About 10% of traffic globally gets assigned to a suboptimal PoP.
About 30% of US traffic gets assigned to a suboptimal PoP.

Digging deeper, we found that about 45% of eastern US traffic connected to our US West Coast PoP even though East USA is configured to be sent to our US East Coast PoP. This is likely due to bad Geo-IP database used by our DNS providers. We are working with them to resolve this.

Conclusion

Given how important PoPs are for performance, we are working to do three things recently:

Build more PoPs!
Use RUM data to answer the question: Where should we build the next PoP? RUM has the traffic data as well as information about which regions need PoPs due to bad performance.
Investigate use of TCP Anycast or other techniques so that the impact of bad resolver usage or bad Geo-IP databases is limited. This has challenges for serving HTTP content, but is worth investigating due to reduced complexity in managing DNS and potential for improved performance.

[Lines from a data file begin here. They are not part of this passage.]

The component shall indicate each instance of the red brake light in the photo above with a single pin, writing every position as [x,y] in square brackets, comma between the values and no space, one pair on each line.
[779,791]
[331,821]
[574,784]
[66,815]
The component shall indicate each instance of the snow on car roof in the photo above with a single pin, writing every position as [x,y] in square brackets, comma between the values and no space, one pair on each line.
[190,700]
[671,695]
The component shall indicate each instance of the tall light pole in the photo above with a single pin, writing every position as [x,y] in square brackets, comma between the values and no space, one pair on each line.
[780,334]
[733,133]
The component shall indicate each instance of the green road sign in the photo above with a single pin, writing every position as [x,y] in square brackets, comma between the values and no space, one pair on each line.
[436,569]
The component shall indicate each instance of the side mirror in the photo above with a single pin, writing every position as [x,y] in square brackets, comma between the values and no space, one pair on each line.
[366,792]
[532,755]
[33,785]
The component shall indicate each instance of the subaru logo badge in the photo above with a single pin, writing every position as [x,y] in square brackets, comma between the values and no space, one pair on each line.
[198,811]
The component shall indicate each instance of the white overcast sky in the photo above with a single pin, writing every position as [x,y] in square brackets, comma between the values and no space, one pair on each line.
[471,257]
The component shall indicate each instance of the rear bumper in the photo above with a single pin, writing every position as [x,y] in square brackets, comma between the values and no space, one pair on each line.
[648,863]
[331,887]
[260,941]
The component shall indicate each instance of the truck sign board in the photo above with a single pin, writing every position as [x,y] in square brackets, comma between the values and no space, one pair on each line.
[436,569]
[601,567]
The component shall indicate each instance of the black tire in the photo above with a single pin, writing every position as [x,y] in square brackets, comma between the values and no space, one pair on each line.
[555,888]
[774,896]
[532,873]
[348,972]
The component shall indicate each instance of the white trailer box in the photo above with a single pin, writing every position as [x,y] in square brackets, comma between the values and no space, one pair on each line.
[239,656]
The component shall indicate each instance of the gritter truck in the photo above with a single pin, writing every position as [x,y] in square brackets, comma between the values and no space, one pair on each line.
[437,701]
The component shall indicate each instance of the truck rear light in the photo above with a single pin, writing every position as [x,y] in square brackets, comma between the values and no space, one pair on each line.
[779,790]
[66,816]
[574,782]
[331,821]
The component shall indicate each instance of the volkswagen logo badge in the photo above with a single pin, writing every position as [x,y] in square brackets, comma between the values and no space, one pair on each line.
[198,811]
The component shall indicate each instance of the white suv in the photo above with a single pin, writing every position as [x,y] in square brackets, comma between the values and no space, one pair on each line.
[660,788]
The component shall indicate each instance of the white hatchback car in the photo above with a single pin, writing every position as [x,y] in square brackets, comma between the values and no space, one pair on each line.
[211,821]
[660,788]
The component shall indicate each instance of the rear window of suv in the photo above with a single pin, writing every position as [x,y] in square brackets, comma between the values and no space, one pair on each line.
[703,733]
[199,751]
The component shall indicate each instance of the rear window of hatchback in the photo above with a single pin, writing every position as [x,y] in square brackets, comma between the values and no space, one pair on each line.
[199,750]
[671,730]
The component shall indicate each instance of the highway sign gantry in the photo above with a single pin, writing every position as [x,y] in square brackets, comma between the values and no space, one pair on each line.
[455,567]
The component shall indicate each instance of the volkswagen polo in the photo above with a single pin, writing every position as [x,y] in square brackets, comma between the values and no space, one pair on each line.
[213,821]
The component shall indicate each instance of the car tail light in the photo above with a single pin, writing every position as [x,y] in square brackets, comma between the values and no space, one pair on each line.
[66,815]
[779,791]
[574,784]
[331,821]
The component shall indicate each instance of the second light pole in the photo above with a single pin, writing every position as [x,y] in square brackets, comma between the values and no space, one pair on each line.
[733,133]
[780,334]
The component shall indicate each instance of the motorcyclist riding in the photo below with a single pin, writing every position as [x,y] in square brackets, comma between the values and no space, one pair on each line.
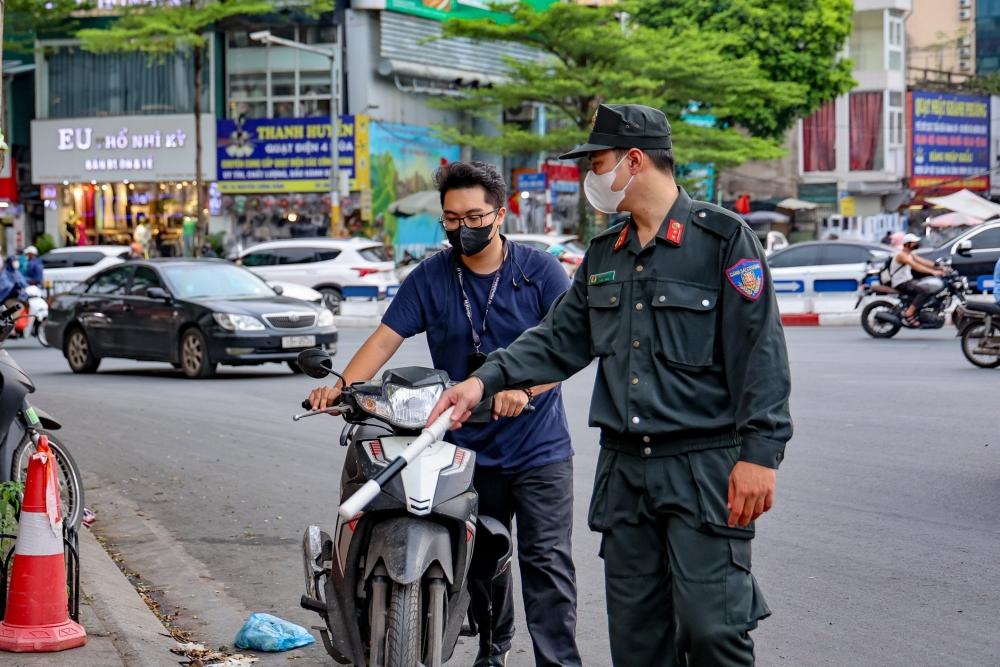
[12,283]
[920,289]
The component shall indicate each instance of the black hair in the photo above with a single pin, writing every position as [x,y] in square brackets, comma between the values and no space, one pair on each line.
[459,175]
[662,158]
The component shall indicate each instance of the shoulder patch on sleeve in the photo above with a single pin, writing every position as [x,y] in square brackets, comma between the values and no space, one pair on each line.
[747,277]
[717,220]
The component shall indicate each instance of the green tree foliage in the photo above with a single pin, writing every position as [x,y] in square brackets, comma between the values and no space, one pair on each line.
[23,20]
[795,42]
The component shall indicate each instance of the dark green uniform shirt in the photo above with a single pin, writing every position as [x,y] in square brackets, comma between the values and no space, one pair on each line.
[692,353]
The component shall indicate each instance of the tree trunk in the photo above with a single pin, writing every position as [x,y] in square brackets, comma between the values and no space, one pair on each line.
[198,180]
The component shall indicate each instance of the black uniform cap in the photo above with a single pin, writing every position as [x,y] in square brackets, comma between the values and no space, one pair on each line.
[625,126]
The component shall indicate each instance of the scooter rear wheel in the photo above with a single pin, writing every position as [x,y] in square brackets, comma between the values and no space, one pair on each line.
[403,631]
[972,338]
[875,328]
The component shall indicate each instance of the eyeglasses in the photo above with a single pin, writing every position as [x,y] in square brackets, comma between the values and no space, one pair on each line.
[452,223]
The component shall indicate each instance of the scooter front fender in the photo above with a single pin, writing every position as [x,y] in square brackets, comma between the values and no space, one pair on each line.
[408,547]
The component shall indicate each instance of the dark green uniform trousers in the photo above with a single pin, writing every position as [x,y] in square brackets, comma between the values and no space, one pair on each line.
[678,582]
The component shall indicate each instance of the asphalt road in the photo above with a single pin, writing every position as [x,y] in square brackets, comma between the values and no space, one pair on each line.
[881,550]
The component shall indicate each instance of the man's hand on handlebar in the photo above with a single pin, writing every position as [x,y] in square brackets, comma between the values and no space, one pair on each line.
[464,396]
[509,403]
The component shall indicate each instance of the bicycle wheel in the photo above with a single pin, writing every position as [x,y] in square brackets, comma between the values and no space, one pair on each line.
[70,482]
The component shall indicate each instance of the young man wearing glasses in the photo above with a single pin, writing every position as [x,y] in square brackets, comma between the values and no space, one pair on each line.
[470,300]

Using RUM data for user assignment to PoPs, we improved content download times by 10-28% for most of our users. I hope with this post I showed you that:

PoPs should be an important part of your web performance discussions, and
RUM data can be used not just for performance monitoring, but also to make decisions to help drive performance optimizations!

Many thanks to the NetOps, DSO and Traffic SRE teams for all their help in getting this project done!